I love what Megan Gilger had to say about patience over at The Fresh Exchange: I begin to wonder if I am doing something wrong, or if I haven’t tried hard enough, when in truth I try to remember it simply isn’t my time yet. The time will come, and it will come just when it should. When I think about the weight of what I am waiting for, I begin to realize that I still need this time here in this weightless freedom in order to prepare for what will come.
So good, right? (Definitely read the whole post, here.)
As many of you know, I’ve been praying to meet and marry my best friend for years, so I can definitely relate to wondering if I’m doing something wrong, or not trying hard enough when it comes to meeting and dating said best friend.
But the lesson God has been teaching me lately is that sometimes, we really do need to just let go and be open to life as it unfolds.
Because letting go allows us to more fully live right where we are. It sets us free from trying to control what we were never meant to control in the first place. Letting go is a brave yes to following God and the plan He has for our life.

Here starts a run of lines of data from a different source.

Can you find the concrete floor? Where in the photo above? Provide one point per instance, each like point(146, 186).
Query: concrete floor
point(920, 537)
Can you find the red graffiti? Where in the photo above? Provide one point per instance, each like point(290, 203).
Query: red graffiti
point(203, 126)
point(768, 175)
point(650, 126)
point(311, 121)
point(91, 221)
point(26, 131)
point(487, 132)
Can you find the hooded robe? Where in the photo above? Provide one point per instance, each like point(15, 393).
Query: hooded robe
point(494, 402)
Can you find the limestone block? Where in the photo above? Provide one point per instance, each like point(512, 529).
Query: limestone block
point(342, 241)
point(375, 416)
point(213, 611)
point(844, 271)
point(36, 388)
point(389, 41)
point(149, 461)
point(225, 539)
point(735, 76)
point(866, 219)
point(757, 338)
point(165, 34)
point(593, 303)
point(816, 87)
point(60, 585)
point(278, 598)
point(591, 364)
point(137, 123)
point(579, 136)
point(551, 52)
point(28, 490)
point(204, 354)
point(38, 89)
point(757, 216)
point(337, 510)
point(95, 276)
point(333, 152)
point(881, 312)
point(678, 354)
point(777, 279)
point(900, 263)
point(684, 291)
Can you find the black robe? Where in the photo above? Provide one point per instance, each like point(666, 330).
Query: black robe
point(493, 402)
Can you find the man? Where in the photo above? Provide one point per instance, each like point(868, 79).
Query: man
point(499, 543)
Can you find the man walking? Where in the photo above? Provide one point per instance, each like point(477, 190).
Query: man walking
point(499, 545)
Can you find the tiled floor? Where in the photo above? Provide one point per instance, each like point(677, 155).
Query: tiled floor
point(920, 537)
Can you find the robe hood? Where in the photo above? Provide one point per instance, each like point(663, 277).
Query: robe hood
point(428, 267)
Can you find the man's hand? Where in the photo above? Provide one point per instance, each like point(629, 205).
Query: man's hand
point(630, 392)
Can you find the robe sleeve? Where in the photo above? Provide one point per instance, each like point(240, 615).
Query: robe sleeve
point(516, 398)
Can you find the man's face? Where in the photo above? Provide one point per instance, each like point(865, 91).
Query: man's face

Oh, but sometimes it’s a hard yes to say, isn’t it?
I am a go-getter. I dream, set goals, make a plan, and then start marching toward those goals and dreams. But I’m realizing that doesn’t really work in dating. Sure, I can do all I can to be ready to begin that next chapter, but there’s not much I can do to actually get that chapter started.
I have to let go.
I have to wait for God.
And I’m learning.
Little by little, I am letting go of the expectations I have around this area of my life and the way I think things should go. I’m learning to ask God what He wants for me now, in this season, and I’m learning to trust Him with what will unfold in the next one.
And while some might view letting go as giving up, I’ve found it to be the opposite.
Letting go brings me hope, and it strengthens me in the waiting.
As I keep saying a brave yes to letting go and following God, I’m learning to be thankful for my own unique adventure of not knowing. And I’m grateful, so grateful, that God holds every bit of that adventure in His creative, loving, and faithful hands.